While Kristin and Melissa were at the matinee that afternoon, Richard went clothes shopping for the whole family. He had to believe that the police would allow them back into their home by Monday, but that still meant they would need additional clothing. He guessed he could sponge off his suit and press it, but he still needed jeans for tomorrow and shirts for the next two days. He needed a necktie. Kristin said that she and Melissa were fine through Sunday, but they would both need clothing for the start of the week. For school.
Just in case, he bought clothes for Tuesday, too. He spent two hours in Bloomingdale’s, shopping as if it were Christmas Eve and he had nothing to place under the tree. He ignored price tags. He bought skirts and dresses and designer jeans and underwear. Then he went around the corner to a special boutique where he bought his daughter two pairs of the strangest tights they had in stock: one pair was nothing but the royalty from a deck of medieval playing cards; the other was covered with doodles of stars and planets and the sorts of spaceships you would see in silent films from the first decades of the twentieth century. He bought them chocolates. He bought his mother-in-law flowers. He bought with the desperate hope that somehow he could buy their forgiveness.
Twice his cell phone buzzed and both times it was Philip. He ignored the calls. He wasn’t prepared to talk to his brother and face again what had happened the night before. Twice more there were calls from reporters, neither of which he answered.
The only call he accepted was from a neighbor in Bronxville, a guy he played golf with but who had not been at the party. After all, the people there had been Philip’s friends, not his. Perhaps that was why Richard had accepted the call: it was someone who wasn’t yet privy to the debacle. He put everything but the flowers down on the sidewalk, and listened. His friend wanted to know why in the name of God there were video trucks from a couple of TV stations parked at the bottom of his driveway and—when he looked closely—a van from the state police. A mobile crime lab. Clearly something was horribly wrong, and he wanted to see what he could do.
“Everyone’s okay. At least everyone is in my family,” Richard told him. He was about to explain what had happened—offer a Reader’s Digest condensed version—when he heard his friend’s wife yelling something from the next room. It seemed a version of the story was already online: two people were killed at a bachelor party orgy in a swank Manhattan suburb.

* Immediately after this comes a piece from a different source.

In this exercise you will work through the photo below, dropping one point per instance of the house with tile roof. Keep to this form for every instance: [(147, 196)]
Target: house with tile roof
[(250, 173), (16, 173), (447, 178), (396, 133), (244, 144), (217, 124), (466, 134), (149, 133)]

“There was no orgy,” Richard said simply.
“But somebody was killed.”
“Yes. Two people.” He was relieved that in the theater across town his wife’s cell phone was off. Thank God. She might turn it on again at intermission, which he guessed would be around three-fifteen. And without a doubt there would be calls waiting for her on her voice mail. They would be from worried neighbors, and they would be from reporters. There might be calls from her brother in Boston and from other teachers at the high school. How had this gotten on the web so quickly? How was it already popping up on newspaper websites?
He realized that he would have to warn Kristin not to answer her phone. As he did, he recalled what he had told Dina Renzi: I believe our marriage will be fine. Suddenly he wasn’t so sure.
Alexandra
I guess my mother had lovers after my father died. She was young. She was human. I remember two different men who took her to the opera a couple of times, and there was another man who she went to a jazz club with on Friday nights when I was nine-and ten-year-old kid. Maybe even when I was eleven. My grandmother would babysit me. But when I asked my mother if this fellow was her boyfriend, she told me, no, he was just a friend.
One night when I was working at the cottage outside of Moscow, I opened the door to the office on the first floor. (I keep calling it a cottage, but it was once some bigwig party official’s dacha for sure—which is maybe why Muscovites liked to call it a cottage. Downplay class difference. Americans would probably call it a mansion.) I was looking for Inga, one of the women who helped train us, because I had a question. And she was in the lap of one of the bosses who ran us, a tall dude with a Stalin mustache named Mikhail. She still had her blouse on, but it was unbuttoned, and her skirt was up around her waist. She started to jump off his lap, but he held her there and smiled at me like this was no big deal. I said I’d come back later and backed away. I closed the door. I knew Inga would punish me for not knocking, and she did.
That night I woke up after a dream and stared up at the ceiling of my bedroom. I couldn’t remember the dream. But I remembered something else. After school one day I went to the brandy factory so I could show my mother a painting of tulips I had finished in art class. I was maybe seven years old, and so my grandmother brought me. She was talking to someone in the big reception area, and when I saw my mother was not at her desk, I opened the door to Vasily’s office. I didn’t think to knock. Did I see my mother try to jump off Vasily’s lap just the way Inga did—or did I dream that, too? I still don’t know. At least that’s what I try and tell myself.
But, of course, some days I do know. I do.